Saved, filed and ready to send was a piece that told about my early days as a reporter, how I became a Bruce Springsteen fan and how, along with my wife, I missed the chance to ride The Great Ocean Road on our Harley Davidson in the company of the American rocker.
As significant as that was — well, at least to me — it vanished from the hierarchy of importance after sitting through a webinar on Wednesday afternoon and was reminded again of my responsibilities on Thursday by the Member for Warringah, Zali Steggall.
Beyond that, I also sat through a midweek event organised by Environment Victoria at which it was explained why some messages fail and others succeed.
Facts, it seems, carry little weight and so have almost no impact on changing people's minds, which leaves me sitting here for hours pondering over what to say next.
My unrelenting interest is in the climate crisis; a dilemma that arises from cold, flint-hard facts which are the very thing that most people never absorb or act upon.
They need emotional stories; stories that reach deeper into their lives, touch their hearts and so drive them to change their behaviour.
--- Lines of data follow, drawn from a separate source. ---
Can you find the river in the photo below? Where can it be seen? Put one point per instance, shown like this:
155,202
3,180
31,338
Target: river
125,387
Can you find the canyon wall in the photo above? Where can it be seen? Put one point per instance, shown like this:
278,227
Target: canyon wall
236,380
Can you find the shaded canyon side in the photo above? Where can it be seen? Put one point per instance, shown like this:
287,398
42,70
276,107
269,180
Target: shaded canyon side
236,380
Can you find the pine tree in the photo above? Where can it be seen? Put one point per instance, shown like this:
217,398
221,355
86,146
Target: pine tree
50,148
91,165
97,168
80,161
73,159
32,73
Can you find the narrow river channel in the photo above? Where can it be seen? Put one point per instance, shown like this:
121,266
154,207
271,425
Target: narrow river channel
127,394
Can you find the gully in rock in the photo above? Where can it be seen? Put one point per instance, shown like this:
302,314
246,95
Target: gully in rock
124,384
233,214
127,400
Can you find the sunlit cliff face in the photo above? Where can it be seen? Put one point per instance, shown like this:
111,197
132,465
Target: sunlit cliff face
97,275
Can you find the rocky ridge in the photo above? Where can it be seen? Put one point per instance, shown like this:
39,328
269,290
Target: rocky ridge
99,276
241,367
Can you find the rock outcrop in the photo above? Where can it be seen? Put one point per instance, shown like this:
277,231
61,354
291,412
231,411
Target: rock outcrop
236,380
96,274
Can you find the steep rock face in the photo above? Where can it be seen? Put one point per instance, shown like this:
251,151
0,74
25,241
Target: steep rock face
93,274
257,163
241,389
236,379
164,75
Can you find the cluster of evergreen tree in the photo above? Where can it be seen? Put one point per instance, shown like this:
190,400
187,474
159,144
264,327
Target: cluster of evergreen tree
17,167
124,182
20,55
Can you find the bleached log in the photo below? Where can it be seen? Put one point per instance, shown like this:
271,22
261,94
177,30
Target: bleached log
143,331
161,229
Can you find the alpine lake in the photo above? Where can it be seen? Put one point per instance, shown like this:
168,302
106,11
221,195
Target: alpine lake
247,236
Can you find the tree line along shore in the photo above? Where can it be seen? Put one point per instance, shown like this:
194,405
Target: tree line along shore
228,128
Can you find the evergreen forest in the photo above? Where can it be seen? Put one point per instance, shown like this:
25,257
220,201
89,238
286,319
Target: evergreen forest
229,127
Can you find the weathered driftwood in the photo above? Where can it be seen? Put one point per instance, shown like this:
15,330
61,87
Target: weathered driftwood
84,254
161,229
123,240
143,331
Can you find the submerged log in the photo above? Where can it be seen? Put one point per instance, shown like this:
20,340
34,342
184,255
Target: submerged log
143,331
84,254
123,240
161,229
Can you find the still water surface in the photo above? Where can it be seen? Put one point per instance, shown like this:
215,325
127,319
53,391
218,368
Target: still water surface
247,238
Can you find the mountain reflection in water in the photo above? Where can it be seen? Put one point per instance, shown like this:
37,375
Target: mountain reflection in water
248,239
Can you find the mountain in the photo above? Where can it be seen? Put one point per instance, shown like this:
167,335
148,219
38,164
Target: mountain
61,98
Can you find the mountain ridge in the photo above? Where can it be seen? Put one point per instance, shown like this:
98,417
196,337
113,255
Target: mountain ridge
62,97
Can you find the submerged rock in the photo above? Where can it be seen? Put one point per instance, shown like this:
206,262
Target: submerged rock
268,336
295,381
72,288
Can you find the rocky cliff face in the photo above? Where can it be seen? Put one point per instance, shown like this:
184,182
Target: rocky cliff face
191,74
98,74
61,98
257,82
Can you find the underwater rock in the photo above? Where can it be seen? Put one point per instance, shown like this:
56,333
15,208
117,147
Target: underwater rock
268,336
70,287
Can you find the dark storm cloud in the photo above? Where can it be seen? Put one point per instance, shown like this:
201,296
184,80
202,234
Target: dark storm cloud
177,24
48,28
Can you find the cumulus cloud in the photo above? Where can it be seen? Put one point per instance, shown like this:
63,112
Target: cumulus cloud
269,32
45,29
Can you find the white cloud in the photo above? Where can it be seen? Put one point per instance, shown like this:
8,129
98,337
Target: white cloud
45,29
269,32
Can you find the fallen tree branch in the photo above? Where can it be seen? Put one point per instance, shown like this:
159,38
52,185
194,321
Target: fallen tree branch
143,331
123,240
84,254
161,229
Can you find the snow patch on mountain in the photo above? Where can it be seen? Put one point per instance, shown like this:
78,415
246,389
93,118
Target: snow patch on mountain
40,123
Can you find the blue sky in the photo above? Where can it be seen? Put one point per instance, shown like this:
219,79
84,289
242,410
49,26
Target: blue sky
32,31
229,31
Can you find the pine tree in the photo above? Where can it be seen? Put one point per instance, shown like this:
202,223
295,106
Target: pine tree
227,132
So, what happened on Wednesday that was both factual and sufficiently emotional to cause me to scrap an already written column and substitute this?
Sitting through a webinar organised by the Melbourne bookshop Readings and The Conversation, a universities organisation that each day publishes articles from academics on every imaginable contemporary topic, I heard some alarming facts that quickly became emotional.
The webinar was for the launch of selected writings from The Conversation in a book entitled The Conversation: 2020 The Year that Changed Us.
One of the speakers and contributors to the new book was climate scientist and author Dr Joëlle Gergis, who made it quite clear that regardless of what we do, and even if we achieve the goals set in Paris in 2015, we will still see temperature increases this century of 3.5 degrees Celsius and maybe even four degrees.
That’s the flint-hard fact, and the emotional stuff is that I have a son and a daughter who will have to see out their lives learning to live with those conditions.
On top of that I have two grandsons, only one is yet a teenager, who may find life impossible at 3.5 degrees more.
Zali Steggall, someone with whom I have a rather tenuous relationship as I interviewed her for my podcast when she was only a contender and not the Member for Warringah, has taken a stance on the climate.
Next month she will present a bill to Federal Parliament calling for the recognition of climate change and subsequent adaption and mitigation.
That’s a flint-hard fact; but let’s free our emotions, for just a moment at least, and think about your kids and grandkids and how they will live, thrive and survive in a world endowed with conditions never before experienced by humans.